According to the Federal Energy Regulatory Commission, both domestic and foreign hackers are now devoting considerable time and capital to mapping the technology infrastructures of companies. The network exploitation done to explore a network and map it has to be done whether the intruder is going to steal information, bring the network down, or corrupt data. Information security experts believe that this may be the cause of a few recent major blackouts.
Hackers are like digital spies with the ability to steal information or disrupt networks remotely. Officials need to be more aware of security breaches, as they are a national/global security issue. The intellectual capital and industrial secrets are at risk and keeping the risks quiet only makes the situation worse. The private sector, which owns most information networks that operate power plants, dams, and other critical infrastructures, needs to do more to improve security and protect critical data. A cyber‐attack could disrupt critical operations and impact customers.

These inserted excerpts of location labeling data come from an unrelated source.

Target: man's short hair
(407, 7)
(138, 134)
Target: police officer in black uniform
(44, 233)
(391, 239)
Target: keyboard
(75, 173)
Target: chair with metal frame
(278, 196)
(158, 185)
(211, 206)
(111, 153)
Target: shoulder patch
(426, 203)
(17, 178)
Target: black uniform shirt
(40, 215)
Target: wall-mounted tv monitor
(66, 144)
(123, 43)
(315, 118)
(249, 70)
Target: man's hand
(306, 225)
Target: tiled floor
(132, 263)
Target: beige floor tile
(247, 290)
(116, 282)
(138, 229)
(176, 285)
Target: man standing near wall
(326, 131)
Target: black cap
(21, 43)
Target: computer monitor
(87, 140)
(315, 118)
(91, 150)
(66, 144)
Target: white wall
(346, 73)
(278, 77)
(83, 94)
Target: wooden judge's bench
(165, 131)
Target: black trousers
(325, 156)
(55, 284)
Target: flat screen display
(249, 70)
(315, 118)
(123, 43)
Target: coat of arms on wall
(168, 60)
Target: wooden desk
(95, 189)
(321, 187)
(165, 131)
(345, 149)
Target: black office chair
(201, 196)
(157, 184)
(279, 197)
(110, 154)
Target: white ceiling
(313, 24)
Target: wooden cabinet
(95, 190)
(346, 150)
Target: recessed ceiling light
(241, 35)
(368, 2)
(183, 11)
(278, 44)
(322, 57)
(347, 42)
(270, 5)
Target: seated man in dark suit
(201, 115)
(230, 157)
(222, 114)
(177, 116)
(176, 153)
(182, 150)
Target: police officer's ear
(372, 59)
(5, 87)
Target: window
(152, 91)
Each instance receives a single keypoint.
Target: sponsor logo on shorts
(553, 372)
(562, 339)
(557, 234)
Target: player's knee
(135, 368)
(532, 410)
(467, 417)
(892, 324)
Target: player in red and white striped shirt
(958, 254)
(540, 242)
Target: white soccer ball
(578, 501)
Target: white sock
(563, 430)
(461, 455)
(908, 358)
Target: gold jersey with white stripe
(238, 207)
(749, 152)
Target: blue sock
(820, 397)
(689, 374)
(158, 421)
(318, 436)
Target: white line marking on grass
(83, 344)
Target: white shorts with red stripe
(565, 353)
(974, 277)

The Smart Grid, being a digital system, would be vulnerable to cyber‐attacks. The sector evolves with the emergence of Smart Grids, connected to other systems such as SCADAs, IoT…etc. They require greater security monitoring since they are the entry point for cyber criminals. The combination of Information Technology (IT), Operational Technology (OT) and Internet‐of‐Things (IoT) are access gates for cyber criminals. Therefore, there is an urgent need for effective strategies in order to secure Smart Grids against cyber‐attacks. To address this hazard, recommendations have been made to build the Smart Grid from the ground up with security in mind. Some of the governing standards to address cyber security within the bulk electric power grid are the NERC suite of Critical Infrastructure Protection standards (CIP‐001 thru ‐014), Smart grid information security (IEEE 1686, P37.240, IEEE 1402, IEC‐61850). An intelligent system would be able to detect intrusions and bypass affected nodes to keep electricity flowing to consumers. This capacity to “heal” through the use of installed “smart” switches throughout the network would create a grid that is more resilient to deliberate attacks and natural disasters.
How do power outages relate to the level of reliability your company requires from an energy standpoint? Facilities can generally be classified by Tiers, with Tier I being the most basic, and Tier IV being the most reliable facility. The reason for having different tiers is due in large part to maintainability, i.e., maintaining the facility without shutting it down. Tiers I and II must be shut down to perform maintenance; Tiers III and IV are deemed “concurrently maintainable.” Critical functions will usually require a facility in the Tier III to Tier IV range or utilize other strategies such as co‐location. Although rare, it is possible that critical business functions will be located in a Tier II or even a Tier I facility configuration, despite the fact that both lack full backup and redundancy support. This practice is not encouraged.